From these subterranean passages we again ascended to the realms of day, and visited the gorgeously furnished apartments of the Duke. These were the handsomest rooms we have thus far seen. The walls and ceiling are principally of oak, heavily carved and richly gilded. The floors of colored woods inlaid and highly polished, of course without carpets. In the state rooms were portraits of all the Dukes of Baden full length and in complete armor. The Protestant dukes on one side and the catholic on the other. From this chateau we ascended to “das alte Schloss,” a ruin on a high neighboring hill. Lizzie took an ass for the trip with a pretty little boy to lead him, while I went up on foot. The path wound through thick woods and was extremely pretty, to the old castle.
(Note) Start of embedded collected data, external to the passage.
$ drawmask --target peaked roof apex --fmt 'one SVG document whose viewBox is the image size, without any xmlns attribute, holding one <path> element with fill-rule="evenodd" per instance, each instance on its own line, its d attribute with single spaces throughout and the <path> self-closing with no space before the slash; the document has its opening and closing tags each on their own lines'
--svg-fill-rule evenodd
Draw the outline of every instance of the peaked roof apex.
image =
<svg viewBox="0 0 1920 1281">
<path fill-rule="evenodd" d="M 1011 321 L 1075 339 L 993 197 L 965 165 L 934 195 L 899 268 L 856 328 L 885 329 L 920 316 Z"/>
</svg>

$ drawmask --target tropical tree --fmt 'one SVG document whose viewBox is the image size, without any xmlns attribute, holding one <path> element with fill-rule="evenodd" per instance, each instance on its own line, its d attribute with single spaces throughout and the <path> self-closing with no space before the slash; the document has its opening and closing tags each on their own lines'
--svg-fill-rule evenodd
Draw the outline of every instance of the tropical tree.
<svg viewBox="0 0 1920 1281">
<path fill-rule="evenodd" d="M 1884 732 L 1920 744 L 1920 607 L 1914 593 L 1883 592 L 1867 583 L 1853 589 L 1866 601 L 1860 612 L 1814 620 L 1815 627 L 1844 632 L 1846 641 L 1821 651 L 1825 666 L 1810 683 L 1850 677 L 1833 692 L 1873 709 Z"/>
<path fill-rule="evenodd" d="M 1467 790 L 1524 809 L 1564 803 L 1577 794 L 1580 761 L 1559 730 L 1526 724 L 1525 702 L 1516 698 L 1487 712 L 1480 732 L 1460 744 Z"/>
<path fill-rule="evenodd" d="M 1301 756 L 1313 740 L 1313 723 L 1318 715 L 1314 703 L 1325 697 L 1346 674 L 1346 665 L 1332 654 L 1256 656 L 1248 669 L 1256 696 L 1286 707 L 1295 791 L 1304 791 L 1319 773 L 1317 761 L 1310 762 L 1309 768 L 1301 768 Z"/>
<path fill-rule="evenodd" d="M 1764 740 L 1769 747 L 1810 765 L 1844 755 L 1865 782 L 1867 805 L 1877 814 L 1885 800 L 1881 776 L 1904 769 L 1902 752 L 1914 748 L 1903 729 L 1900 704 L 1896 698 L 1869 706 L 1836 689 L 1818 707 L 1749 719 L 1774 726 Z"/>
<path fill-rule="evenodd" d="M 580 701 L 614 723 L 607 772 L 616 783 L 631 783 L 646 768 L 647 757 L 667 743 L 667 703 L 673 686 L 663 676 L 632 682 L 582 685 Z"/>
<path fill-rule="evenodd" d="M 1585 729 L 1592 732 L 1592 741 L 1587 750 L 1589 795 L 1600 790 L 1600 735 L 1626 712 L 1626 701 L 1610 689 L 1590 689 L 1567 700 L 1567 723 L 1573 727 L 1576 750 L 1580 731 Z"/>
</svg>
This is a highly picturesque ruin which was the residence of the Dukes of Baden until somewhat more peaceful times, when they ventured down from their inaccessible cliff, to a strong castle below. The view from here is superb. At our feet is the beautiful little village of Baden, its tiled roofs glittering in the sunlight. To the west may be traced the course of the Rhine, in the distance looking like a thread of light in the green meadows. Behind us is seen the commencement of the great “black forest.” Beautiful walks wind through the woods.